Arkadaşımın her söylediği kelime ile şaşkınlığım daha da yüksek noktalara taşınmıştı ama aynı zamanda rahatsız da oluyordum çünkü böyle hikayeleri okulumun başka noktalarında da duyuyordum ve buraya gelmemin sebebi böyle şeylerden kaçmak istemem idi. Arkadaşım da bunu anlamış olacak ki hemen konuyu değiştirdi.
“Ama sana buraya neden Kızılkoğuş dediklerini göstermek istiyorum. Kızıl kısmını tabi, koğuş kısmını değil. Güneş batınca duvarlara yansıtılan ışık ile her yer sıcak renklere bürünüyor, büyüleyici bir görüntü. Burada kal, akşamı bekleyelim, kendi gözlerinle görmen gerek.”
Onun bu teklifi üzerine tuhaf meseleleri bir kenara koyup zaman öldürmeye başladık. Çevremizde geçen soğuk kişilikleri çekiştiriyor, hiçbir hareketimize tepki vermeyen kedilerle ve soğuk ölü gözlerle, boşluğa bakan heykellerle dalga geçiyorduk. Yemek yedik, koridorlardaki çizimleri inceledik, yazıları okuduk. Bir süre hiçbir şey söylemeden, sessizce pencerelerden yeşil vadinin karşısında yer alan Karakol kampüsüne baktık, karanlık çöktükçe Karakol’un üzerine de bir kasvet çöküyordu. Yeşil vadi de yeşil tonlarını griye, siyaha bırakıyordu. Manzaranın melankolik keyfini çıkarırken, arkadaşımın yanına biri yaklaştı, kulağına bir şeyler fısıldadı ve geri gitti.
“Biraz işim var, gece on gibi girişte buluşalım, zaten o sıralarda kapanır buralar”
Başımı sallayıp onayladım ve arkadaşım artık her ne işi varsa onu yapmak üzere uzaklaştı. Artık bu geniş, boş koridorlarda yalnızdım.
Hava iyice kararana kadar yeşilliklerin karşısında kalan Karakol’u seyretmeye devam ettim kendi başıma. Karakolun pencerelerinden çıkan küçücük ışıklar, yol boyunca tüm o karanlığı delip bana ulaşabiliyordu bir şekilde. Ama nedense bu ışıkların kendi içinde, çözemediğim bir mesaj taşıdıklarını hissettim.
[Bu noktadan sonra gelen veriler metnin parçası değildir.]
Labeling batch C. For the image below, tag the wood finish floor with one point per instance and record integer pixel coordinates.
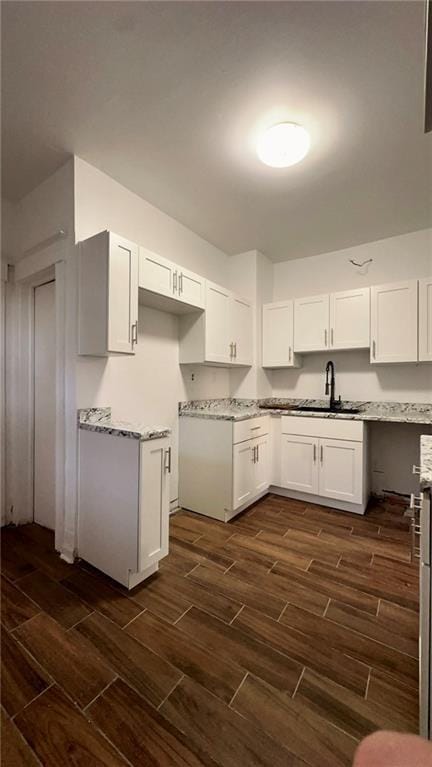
(281, 638)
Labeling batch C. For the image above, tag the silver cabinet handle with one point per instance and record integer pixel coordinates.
(134, 333)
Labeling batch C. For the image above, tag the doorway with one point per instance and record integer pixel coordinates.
(44, 462)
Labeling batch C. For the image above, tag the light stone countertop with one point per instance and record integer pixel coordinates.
(241, 410)
(99, 420)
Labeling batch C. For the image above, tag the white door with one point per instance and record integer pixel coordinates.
(191, 289)
(425, 320)
(341, 470)
(262, 463)
(278, 335)
(394, 322)
(217, 324)
(243, 456)
(153, 525)
(350, 319)
(299, 463)
(122, 295)
(311, 323)
(241, 330)
(156, 273)
(44, 405)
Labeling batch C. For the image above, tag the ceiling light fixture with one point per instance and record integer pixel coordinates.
(283, 145)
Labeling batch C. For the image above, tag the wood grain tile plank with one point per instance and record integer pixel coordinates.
(66, 656)
(230, 587)
(149, 674)
(15, 752)
(277, 552)
(53, 598)
(215, 729)
(99, 596)
(141, 733)
(15, 606)
(234, 646)
(346, 710)
(328, 586)
(22, 678)
(170, 595)
(60, 735)
(351, 643)
(216, 674)
(306, 651)
(287, 720)
(371, 627)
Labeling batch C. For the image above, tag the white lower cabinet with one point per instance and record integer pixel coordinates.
(325, 459)
(223, 465)
(123, 518)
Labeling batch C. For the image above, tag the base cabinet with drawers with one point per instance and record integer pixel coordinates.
(123, 515)
(223, 465)
(324, 460)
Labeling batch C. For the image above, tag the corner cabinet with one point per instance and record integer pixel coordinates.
(324, 461)
(107, 295)
(425, 320)
(278, 336)
(161, 279)
(222, 334)
(394, 322)
(123, 513)
(223, 466)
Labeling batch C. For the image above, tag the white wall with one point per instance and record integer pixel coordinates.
(148, 386)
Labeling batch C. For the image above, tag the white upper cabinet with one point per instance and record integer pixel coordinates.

Nasıl bir niyetle söylendiklerini çözemediğim bir anlatı vardı ve o anlatı içime oturup kaldı. Artık karanlığın hüküm sürdüğü yeşilliklerden de tek tük ışık geliyordu ve onların da taşıdığı mesajlar vardı. Bu durumdan iyice rahatsız olunca yüzümü pencereden çevirdim, ve Kızılkoğuş’un geniş koridorlarında biraz daha gezme kararı aldım.
Büyük, boş koridorlar loş ışıklandırmayla daha da ürkütücü görünüyordu. İnsanlar hala koridorlarda dolaşıyorlardı ama gecenin karanlığı, koridorun boşluğu ve insanların soğukluğu sanki kötü bir niyet ile oluşturulan bir kompozisyonu andırıyordu. Kimse ile göz göze gelmemeye çalışarak adımlarımı atmaya devam ettim. Belki kütüphaneye gidebilirdim, orası sessiz olabilirdi, yalnız kalacağım bir köşeyi seçerek arkadaşımın çıkış saatine kadar orada bekleyebilirdim. Halihazırda uzun olan ve ben ilerledikçe daha da uzuyormuş gibi görünen koridorları geçip sonunda kütüphaneye ulaştım. Büyük, ahşap kapısını açtım. Ben oldukça uzun boylu birisiydim ama bu kapılar benim boyumu da bir hayli iyice aşıyordu. Kütüphanenin kendisi de gereğinden daha geniş ve abartılıydı. Bazı kitaplar ulaşamayacağım kadar yüksekteydi, her yer iyi aydınlatılmamıştı, bazı yerler karanlıkta kalıyordu. Körfeze bakan bir pencere buldum, pencerenin önünde de uygun bir şekilde bir masa ile sandalye vardı. Masanın üzerinde de bir kitap duruyordu.
“Kızılkoğuş’un Tarihi”
Okumaya başladım.

Yorumlar

Bu blogdaki popüler yayınlar

Karanlık Perde

Sırık Bölüm 1: Sarıbolu (Spooktober '24)

Sırık Bölüm 0 (Spooktober '24)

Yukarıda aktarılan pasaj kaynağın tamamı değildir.